Non, Monsieur Zola, vous nous possédez trop encore pour que nous daignions nous égayer.

L’arrêt implacable de Darwin, vulgarisé par vous et vos disciples, a poussé en nous des racines difficiles à arracher et, avant de songer à nous gargariser avec le rire, il nous faudrait acquérir cette conviction : L’homme a mieux à faire que de dévorer son voisin pour s’assurer l’existence.

Il faudra que ceux qui souffrent et ont qualité pour peindre la souffrance arrivent à instaurer sur les décombres que vous fîtes un système étayé par la mutuelle assistance et la bonté humaine à laquelle nous croyons malgré tout.

Cette instauration sera lente, bien lente et cela à cause d’eux : les poètes impassibles, qui le cœur bardé de fer et casqués de mépris, promenaient dans les jeunes crânes leur hautaine et tintinnabulante éloquence. Et à cause de vous, Monsieur Zola, de vous surtout qui avez étalé sur vos tables de dissection l’humanité tout entière, et, froidement, en chirurgien que rien n’émeut, promené votre scalpel dans les chairs pantelantes, enfoncé votre bistouri gourmand dans les abcès malsains d’où découlait un pus qui fit se détourner les regards du spectateur.

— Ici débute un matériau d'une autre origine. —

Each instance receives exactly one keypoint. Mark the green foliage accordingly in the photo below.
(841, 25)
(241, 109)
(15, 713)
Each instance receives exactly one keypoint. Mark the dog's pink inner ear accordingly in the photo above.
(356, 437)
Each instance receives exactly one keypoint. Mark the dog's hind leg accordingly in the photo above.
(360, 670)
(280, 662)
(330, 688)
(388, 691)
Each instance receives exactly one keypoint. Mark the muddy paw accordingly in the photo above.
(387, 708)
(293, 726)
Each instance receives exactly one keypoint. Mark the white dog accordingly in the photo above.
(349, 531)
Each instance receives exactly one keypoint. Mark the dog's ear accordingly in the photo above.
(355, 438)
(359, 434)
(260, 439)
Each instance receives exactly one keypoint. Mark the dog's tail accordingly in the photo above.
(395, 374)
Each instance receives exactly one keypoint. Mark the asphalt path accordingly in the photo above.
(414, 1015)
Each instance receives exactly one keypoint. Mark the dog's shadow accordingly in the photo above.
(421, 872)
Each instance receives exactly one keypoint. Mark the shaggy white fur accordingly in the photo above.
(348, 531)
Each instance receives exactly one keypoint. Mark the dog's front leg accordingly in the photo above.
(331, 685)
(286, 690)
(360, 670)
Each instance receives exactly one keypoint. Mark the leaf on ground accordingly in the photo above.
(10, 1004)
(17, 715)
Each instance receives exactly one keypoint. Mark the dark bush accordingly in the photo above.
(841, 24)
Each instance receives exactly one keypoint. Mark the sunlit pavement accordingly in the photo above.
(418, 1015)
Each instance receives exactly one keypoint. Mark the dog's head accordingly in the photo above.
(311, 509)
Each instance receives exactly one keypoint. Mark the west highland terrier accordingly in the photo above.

Vous avez inspiré le dégoût de cette charogne que nous sommes et votre labeur a peut-être plus fait pour la désespérance de ceux qui vous succèdent que tout le pessimisme de Schopenhauer.

Lutteur robuste et hardi que rien n’a rebuté dans sa pénible et enfin glorieuse carrière, vous pouviez mieux utiliser votre talent et nous vous aimerions comme un consolateur et un maître, si de votre œuvre emplie d’amertume jaillissait un sanglot de douleur vraie, un appel irrésistible à la compassion pour tous ceux que leur naissance destine au malheur.

Nous vous aimerions si vous aviez mis des pleurs dans cet Assommoir où les légiférants égoïstes et ignares ne verront jamais que l’alcoolisme et l’inéluctable déchéance du travailleur.

Vous qui pleurez, dit-on, en relisant votre admirable page sur l’enterrement d’un ami, de Flaubert, êtes-vous certain d’avoir fait pleurer ?

Pouvez-vous dire, en vous interrogeant le soir, dans votre palais de Médan : Oui, l’œuvre gigantesque que j’ai conçue et menée vaillamment jusqu’au bout servira la cause des infortunés.

Elle sera utile à tous les malheureux quels qu’ils soient. À ceux qui hurlent à la faim et à ceux qui clament vers l’amour. À tous ceux qui, ne croyant plus à l’au-delà détruit par les ricanements de Voltaire, espèrent en ce monde cueillir quelques-uns des fruits paradisiaques.

Peut-être le croyez-vous, mais vous n’avez pas fait partager cette croyance aux autres.

Étienne Decrept, L’Endhors [feuille anarchiste], 3 juillet 1892.